The evolution of symptoms in Mr T occurred more slowly than in Mrs T. This is unsurprising since Mrs T spends more time in the home than Mr T. Prior noise exposure histories of Mrs T suggest that she had already lived in a home where ILFN was an issue, and may have had non-trivial in utero exposure. The evolution of signs and symptoms (clinical stages) associated with occupational exposures to ILFN has already been identified . Residential exposures to ILFN however, have been observed to have an earlier onset than occupational exposures and an accelerated evolution [21-24]. It is postulated that exposure to ILFN during sleep-time may be playing an important role in this matter. Mrs T seems to have a predisposition for immune system disorders, as gleaned from her anamenesis summarised above (i.e., medical and familial histories self-reported to clinically-trained professionals ), and that can be a concomitant situation when living in ILFN-contaminated homes. ILFN exposure has already been shown to modulate the immune system in both human [26, for example] and animal models [for example, 27,28]. Balance disorders and other neurological impairments have also been previously documented in ILFN-exposed workers [29,30].

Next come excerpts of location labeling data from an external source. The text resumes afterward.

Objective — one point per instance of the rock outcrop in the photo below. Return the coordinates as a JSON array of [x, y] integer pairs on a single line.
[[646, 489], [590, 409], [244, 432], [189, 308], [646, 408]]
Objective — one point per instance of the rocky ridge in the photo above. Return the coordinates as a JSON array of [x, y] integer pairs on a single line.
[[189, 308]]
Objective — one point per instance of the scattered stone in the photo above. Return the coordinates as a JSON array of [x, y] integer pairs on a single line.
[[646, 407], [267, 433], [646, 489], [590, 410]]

As is so often the case with wind turbine emissions, the blade-pass frequency manifests as a modulation of the overall sound emitted. This can be likened to listening to a radio where the volume control is being slowly turned up and down at low infrasound frequencies . Wind turbines are not thought of as emitting these low frequencies as separate tones, rather they are simply artefacts of the modulation of the total sound envelope. It is likely that when residents complain about infrasound or pulsing noise, it is the total sound envelope changing in volume in a periodic fashion that is being perceived. How the human body responds to modulated infrasound is still a matter of debate and further research is urgently needed to determine the exact biological mechanism of action.
The authors are deeply grateful to the T family and their volunteer contributions to Science, to Steven Cooper of The Acoustic Group, Sydney for sound files from his equipment, as well as to the Waubra Foundation for their assistance with the researchers’ travel costs.
The authors 1) Do not harbour anti-technology sentiments; 2) Consider industrial activities to be important to modern technological societies; 3) Have presented this report under one and only one agenda—pure scientific inquiry; 4) Are not producing a report arguing against industrial developments.